6. Il résulte de l’instruction que le requérant né en 2003, réside et a été scolarisé à Mayotte depuis l’année 2014 jusqu’en 2020 et est actuellement pris en charge par les Apprentis d’Auteuil. Il peut se prévaloir de la présence régulière sur le territoire de ses parents, sa mère étant titulaire d’un titre de séjour pluriannuel et son père bénéficiant d’une autorisation provisoire de séjour en cours de validité. Par ailleurs ses sœurs sont de nationalité française. En outre, un premier arrêté portant OQTF à l’encontre du requérant avait été retiré par arrêté du 5 juillet 2024. Enfin, il doit être relevé que le requérant, visé par un nouvel arrêté portant OQTF en date du 5 janvier 2025, a vu les effets de cet arrêté suspendus par une ordonnance du juge des référés en date du 9 janvier suivant. Si le préfet invoque le comportement délictueux du requérant, il n’est pas établi que celui-ci aurait fait l’objet de condamnations. Dans ces conditions, alors que le préfet n’établit pas que la situation du requérant aurait substantiellement évolué depuis le début de l’année 2025, M. D… A…, qui s’est exprimé en un excellent français à l’audience, est fondé à soutenir que le préfet en prenant à son encontre une obligation de quitter le territoire sans délai, a porté, au sens de l’article L. 521-2 du code de justice administrative, une atteinte manifestement grave et illégale au respect de sa vie privée et familiale protégé par l’article 8 de la convention européenne de sauvegarde des droits de l’homme et des libertés fondamentales. Par suite, il y a lieu de suspendre l’arrêté du préfet de Mayotte en date du 18 janvier 2026.
Sur les autres conclusions :
7. Il y a seulement lieu, du fait de la suspension de la mesure d’éloignement, d’enjoindre au préfet de délivrer à M. D… A… une autorisation provisoire de séjour dans un délai de huit jours à compter de la notification de la présente ordonnance et d’examiner sa situation au regard de son droit au séjour dans le délai de deux mois, sans qu’il soit nécessaire d’assortir cette injonction d’une astreinte.
ORDONNE :
Article 1er : L’exécution de l’arrêté du 18 janvier 2026 du préfet de Mayotte pris à l’encontre de M. D… A… portant obligation de quitter le territoire français sans délai et interdiction de retour est suspendue.
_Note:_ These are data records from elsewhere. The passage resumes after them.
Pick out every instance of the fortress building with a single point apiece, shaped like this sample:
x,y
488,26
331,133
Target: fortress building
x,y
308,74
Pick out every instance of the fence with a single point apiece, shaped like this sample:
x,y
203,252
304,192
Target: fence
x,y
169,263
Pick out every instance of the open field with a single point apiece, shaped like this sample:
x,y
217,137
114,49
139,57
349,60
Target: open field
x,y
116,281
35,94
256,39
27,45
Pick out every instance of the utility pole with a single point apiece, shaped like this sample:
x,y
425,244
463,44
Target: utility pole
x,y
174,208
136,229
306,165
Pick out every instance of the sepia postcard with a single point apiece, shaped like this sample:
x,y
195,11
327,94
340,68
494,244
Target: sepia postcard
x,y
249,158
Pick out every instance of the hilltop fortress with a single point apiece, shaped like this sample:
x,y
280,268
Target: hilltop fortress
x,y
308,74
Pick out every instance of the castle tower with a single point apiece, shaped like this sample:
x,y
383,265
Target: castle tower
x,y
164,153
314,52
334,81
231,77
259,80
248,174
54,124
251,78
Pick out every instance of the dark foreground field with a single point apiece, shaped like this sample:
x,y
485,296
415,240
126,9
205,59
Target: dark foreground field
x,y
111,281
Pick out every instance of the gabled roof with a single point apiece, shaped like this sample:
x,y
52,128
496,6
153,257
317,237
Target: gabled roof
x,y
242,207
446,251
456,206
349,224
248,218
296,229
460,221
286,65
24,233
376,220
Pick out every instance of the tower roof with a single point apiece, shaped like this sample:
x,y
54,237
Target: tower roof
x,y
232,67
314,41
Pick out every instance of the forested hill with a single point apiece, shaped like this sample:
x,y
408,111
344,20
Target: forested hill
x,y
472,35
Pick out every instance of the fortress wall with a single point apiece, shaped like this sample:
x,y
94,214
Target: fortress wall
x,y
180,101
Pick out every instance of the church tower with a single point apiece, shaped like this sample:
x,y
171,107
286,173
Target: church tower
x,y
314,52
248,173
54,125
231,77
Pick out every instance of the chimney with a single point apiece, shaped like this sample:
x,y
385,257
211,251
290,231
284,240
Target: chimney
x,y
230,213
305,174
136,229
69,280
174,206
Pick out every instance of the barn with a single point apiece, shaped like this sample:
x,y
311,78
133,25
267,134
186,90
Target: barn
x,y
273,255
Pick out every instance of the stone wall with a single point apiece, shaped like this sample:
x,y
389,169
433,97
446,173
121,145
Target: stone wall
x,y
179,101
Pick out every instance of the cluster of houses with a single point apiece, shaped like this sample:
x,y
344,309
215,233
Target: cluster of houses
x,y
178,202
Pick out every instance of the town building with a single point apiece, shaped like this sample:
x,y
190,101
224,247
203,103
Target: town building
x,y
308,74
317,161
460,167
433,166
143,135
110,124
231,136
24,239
Article 2 : Il est enjoint au préfet de Mayotte de délivrer à M. D… A…, sous huit jours, une autorisation provisoire de séjour et de procéder dans le délai de deux mois au réexamen de sa situation.
Article 3 : Le surplus des conclusions de la requête est rejeté.
Article 4 : La présente ordonnance sera notifiée à M. B… D… A… et au préfet de Mayotte.
Copie en sera adressée au ministre de l’intérieur et à la ministre des outre-mer.
Fait à Mamoudzou, le 20 janvier 2026.
Le juge des référés,
L. MARTIN
La République mande et ordonne au préfet de Mayotte en ce qui le concerne ou à tous commissaires de justice à ce requis en ce qui concerne les voies de droit commun contre les parties privées, de pourvoir à l’exécution de la présente décision.